When Song Lyrics Suddenly Become Unacceptable

When Rickie Lee Jones released an album of cover songs more than 15 years ago The Curmudgeon couldn’t stop listening to it.  He probably listened to it at least twice a week for more about a year.  If you were ever interested in what the My Fair Lady song “On the Street Where You Live” might sound like as a jazz song, Rickie Lee sang it.  If you ever wondered if anyone other than Traffic could possibly sing “Low Spark of High-Heeled Boys,” wonder no more.  If you pondered whether it might be possible for Rickie Lee to sing a duet with Joe Jackson on the West Side Story song “One Hand, One Heart,” well, it is, and it’s as adenoidally wonderful as it is absolutely strange.  The Curmudgeon was so enthusiastic about the album that he made a copy for his sister.

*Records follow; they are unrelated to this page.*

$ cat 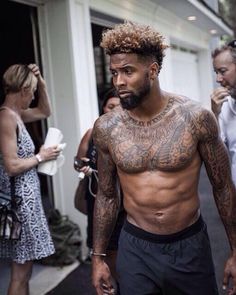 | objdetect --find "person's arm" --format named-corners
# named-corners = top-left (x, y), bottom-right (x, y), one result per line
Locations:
top-left (198, 111), bottom-right (236, 294)
top-left (92, 119), bottom-right (119, 295)
top-left (211, 87), bottom-right (229, 119)
top-left (0, 110), bottom-right (60, 176)
top-left (21, 64), bottom-right (51, 122)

A few weeks later The Curmudgeonly Sister told of her listening:  that she was in her office first thing in the morning, when the building where she works is mostly empty, and she put the tape into the boom box she keeps on the other side of her office and turned up the volume.

“Great,” The Curmudgeon thought to himself, knowing first, that sister rarely listens to music he gives her and second, that he had been trying to get her to listen to Rickie Lee Jones for more than two decades without even a hint of success.

So sister relates that she practically leaped out of her seat when the Rickie Lee cover of Steely Dan’s “Show Biz Kids” came to the lines

Show biz kids making movies

Of themselves you know they

Don’t give a fuck about anybody else

“Are you trying to get me fired?” she asked.

She had a point:  it’s an interesting version of an interesting song but in the wrong place at the wrong time.  Brother had no idea sister used her pre-work quiet time to listen to music and apologized even though, in the broader scheme of things, he had done nothing wrong.

The Curmudgeon’s not sure he believes there’s such a thing as absolutely inappropriate song lyrics but he does believe there are some lyrics that are inappropriate for some of the people some of the time.  This belief was reinforced recently when he decided to listen to the 1970s Warren Zevon album Excitable Boy one evening while cooking dinner because he likes some energy when he cooks; mournful and slow stuff just doesn’t cut it.  His teenaged stepson was home and he does his school work in silence at the dining room table in the adjacent room (open concept!) but J was taking a break from studying, his headphones on and his face buried in his iPhone, and The Curmudgeon thought he would take advantage of the lull in the need for silence to crank up the music while cooking the shepherd’s pie.

When you’ve listened to an album as often as The Curmudgeon has listened to Excitable Boy – maybe 100 times over the years, make that 101 because he’s listening now as he writes this – you tend not to pay attention to the lyrics as much as you once did and just revel in the sound and the strong atty-tood of pretty much anything Zevon writes (his final album, released after he was told he had only a few months left to live, included a song titled “My Shit’s Fucked Up”).

So it was with a sense of something between dismay and horror that The Curmudgeon slowly processed the words coming out of the little desktop speaker:

Well, he went down to dinner in his Sunday best
Excitable boy, they all said
And he rubbed the pot roast all over his chest
Excitable boy, they all said
Well, he’s just an excitable boy

Well that’s not good, but it’s not so bad, right?

But then the song continued:

He took in the four a.m. show at the Clark
Excitable boy, they all said
And he bit the usherette’s leg in the dark
Excitable boy, they all said
Well, he’s just an excitable boy

Okay, that’s worse, but surely that’s the extent of it.

He took little Suzie to the Junior Prom
Excitable boy, they all said
And he raped her and killed her, then he took her home
Excitable boy, they all said

Now that’s pretty bad, but it’s not going to get worse.

After ten long years they let him out of the home
Excitable boy, they all said
And he dug up her grave and built a cage with her bones
Excitable boy, they all said
Well, he’s just an excitable boy

Okay, it DID get worse, and the only saving grace was that J never raised his face from his iPhone or acknowledged hearing anything unusual – or hearing anything at all, for that matter.  The Curmudgeon grabbed his iPod, turned off Excitable Boy, and made a mental note to pay more attention in the future when he turns on the music with an impressionable 17-year-old in the next room.